Illustrirtes Familienblatt. – Herausgeber Ernst Keil.

Wöchentlich bis 2 Bogen.    Vierteljährlich 15 Ngr. – In Heften à 5 Ngr.



Beim Alten am Sulzberg.


(Fortsetzung.)


3.


Die kleine Zechstube des Wirthshauses zu Brannenburg und der anstoßende Garten füllten sich Abends mit Gästen der nächsten Umgegend. Alt und Jung saß nach ländlichem Brauch getrennt von einander an gesonderten Tischen, und während sich die Einen bei gefülltem Bierkrug über die Saat, die Forstwirthschaft oder den Viehstand dieser oder jener Alm unterhielten, vergnügten sich die Andern lustig beim Kegelspiel. Die jungen rothwangigen Dirnen zwischen den Burschen sorgten auch dafür, daß die Unterhaltung nicht in’s Stocken gerieth, denn es gab gar viel zu erzählen von all’ dem, was da und dort zwischen den Bergen vorgegangen, und kamen sie auf liebe Angehörige zu sprechen, so war es oft weniger die Schilderung eines flotten Burschen oder einer bildsaubern Sennerin, was frische Anregung in die Gesellschaft brachte, als die genaue Beschreibung von irgend einem „Scheckei“ mit vier gleichfarbigen Füßen oder von einer rothen Kalbin mit einem weißen „Blaßl“ auf der Stirn.

Die Dirnen waren gerade im Begriff den Heimweg anzutreten, denn die Zeit zum Melken nahte heran, als eine allgemeine Bewegung, begleitet von einem mißfälligen Gemurmel, unter den Gästen im Garten entstand. Es war der eben eintretende Jäger-Maxl, der mit seinem Erscheinen plötzlich alle Gemüthlichkeit störte und nicht mit den freundlichsten Mienen empfangen wurde.
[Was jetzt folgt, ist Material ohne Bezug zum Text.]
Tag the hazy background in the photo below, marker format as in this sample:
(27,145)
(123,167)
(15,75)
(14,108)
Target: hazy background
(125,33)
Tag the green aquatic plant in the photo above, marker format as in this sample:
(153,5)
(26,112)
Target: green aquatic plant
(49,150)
„Nachbarn, ruckt ein Bissel auseinand’, daß er sich nicht zu uns hersetzt!“ Derlei Winke wurden ziemlich hörbar fast auf den meisten Tischen der Alten gegeben. Die jungen Burschen steckten auch Alle die Köpfe zusammen und mit höhnischer Geberde sagte einer ziemlich laut: „Der soll nur so lang prahlen, daß er einen Wilderer erschossen hat, bis ihm Einer Eins ’naufbrennt, daß er’s Schnaufen vergißt.“

Die Wirths-Resei, die im kleidsamen Hausanzug, die beiden Hände voll Krüge, eben aus dem Hause kam, hatte kaum den Jäger bemerkt, als sie ihm einen durchdringenden Blick voll Haß zuwarf.
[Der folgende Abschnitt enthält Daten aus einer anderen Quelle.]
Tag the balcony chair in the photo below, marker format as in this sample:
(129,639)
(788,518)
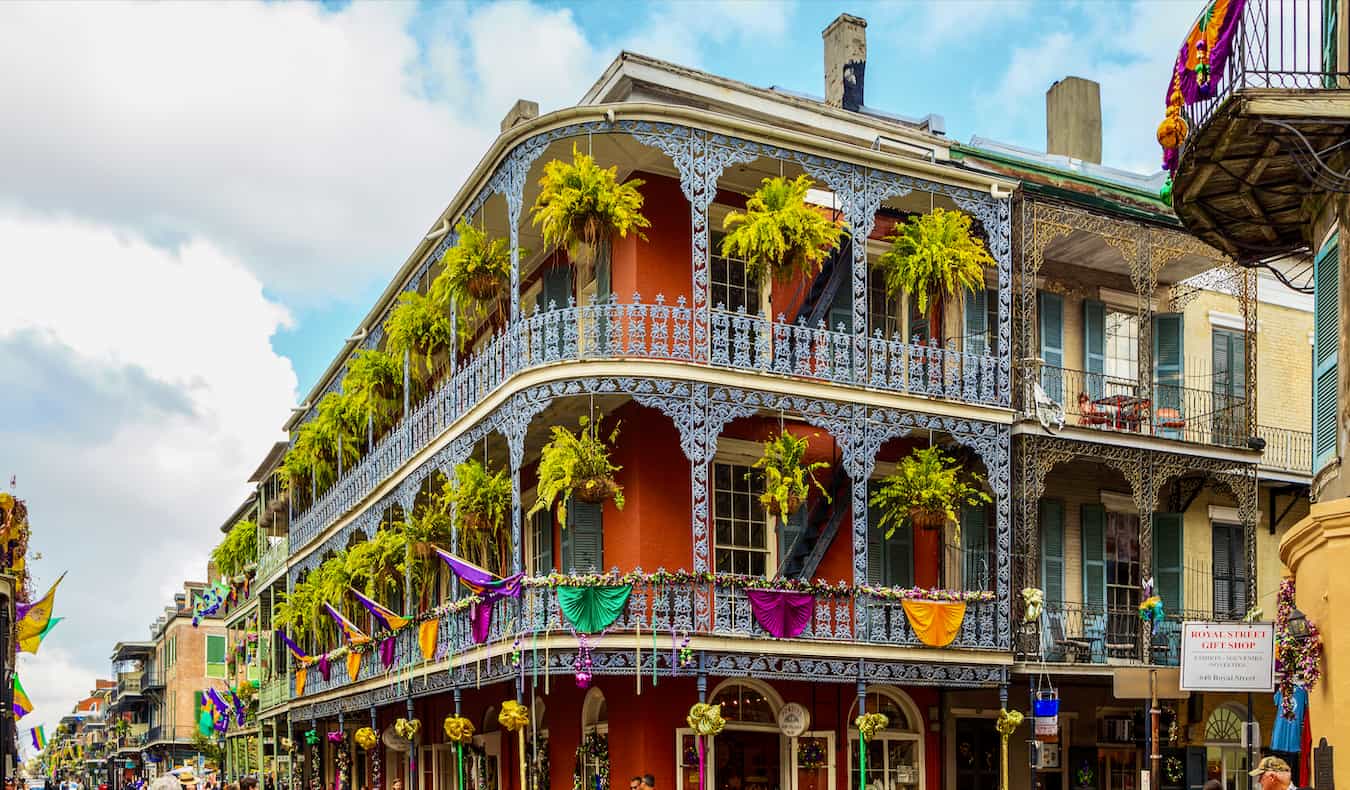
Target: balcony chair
(1090,413)
(1168,423)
„Du, bring’ dem da ein Bier!“ rief sie einem Dienstbuben zu und winkte geringschätzig auf den Jäger hin. Dabei bebte ihre Stimme vor verhaltenem Zorn.
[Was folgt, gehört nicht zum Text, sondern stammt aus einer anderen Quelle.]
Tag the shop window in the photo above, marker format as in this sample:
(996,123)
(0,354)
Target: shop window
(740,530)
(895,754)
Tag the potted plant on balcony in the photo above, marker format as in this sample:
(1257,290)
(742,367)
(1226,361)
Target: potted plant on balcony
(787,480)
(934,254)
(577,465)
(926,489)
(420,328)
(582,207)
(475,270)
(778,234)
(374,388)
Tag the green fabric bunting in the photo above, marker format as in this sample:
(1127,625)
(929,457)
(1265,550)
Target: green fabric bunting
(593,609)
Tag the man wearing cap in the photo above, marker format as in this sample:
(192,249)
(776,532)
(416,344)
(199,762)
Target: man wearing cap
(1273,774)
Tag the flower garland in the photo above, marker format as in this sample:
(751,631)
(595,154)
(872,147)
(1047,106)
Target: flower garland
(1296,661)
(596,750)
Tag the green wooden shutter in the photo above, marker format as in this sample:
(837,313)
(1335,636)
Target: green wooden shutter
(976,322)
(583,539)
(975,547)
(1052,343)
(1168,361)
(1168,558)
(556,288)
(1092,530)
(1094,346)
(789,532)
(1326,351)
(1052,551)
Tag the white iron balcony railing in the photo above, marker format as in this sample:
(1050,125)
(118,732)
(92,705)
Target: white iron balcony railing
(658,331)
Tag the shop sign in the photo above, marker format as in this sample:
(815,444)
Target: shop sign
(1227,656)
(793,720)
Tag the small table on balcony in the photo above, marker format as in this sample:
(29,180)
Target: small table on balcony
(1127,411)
Der Jäger war, wie es schien, nur gekommen, um den Förster oder sonst einen Collegen beim Glase Bier zu treffen, und als er nach einem raschen Ueberblick durch den Garten kein freundliches Gesicht entdeckte, setzte er sich abseits und verließ bald darauf die Wirthschaft. Den Schloßhügel hinab schlenderte er gedankenvoll einem kleinen Gehöfte zu, das durch die wogenden Kornfelder und den schattigen Baumgarten davor fast ganz versteckt lag. Ein Paar sorgfältig gepflegte, mit Goldlack und Nelken eingefaßte Gartenbeete neben dem freundlichen Wohnhäuschen waren von einem starken Prügelzaune eingegrenzt, an dem sich eine Reihe dicht umrankter Bohnenstangen hinzog.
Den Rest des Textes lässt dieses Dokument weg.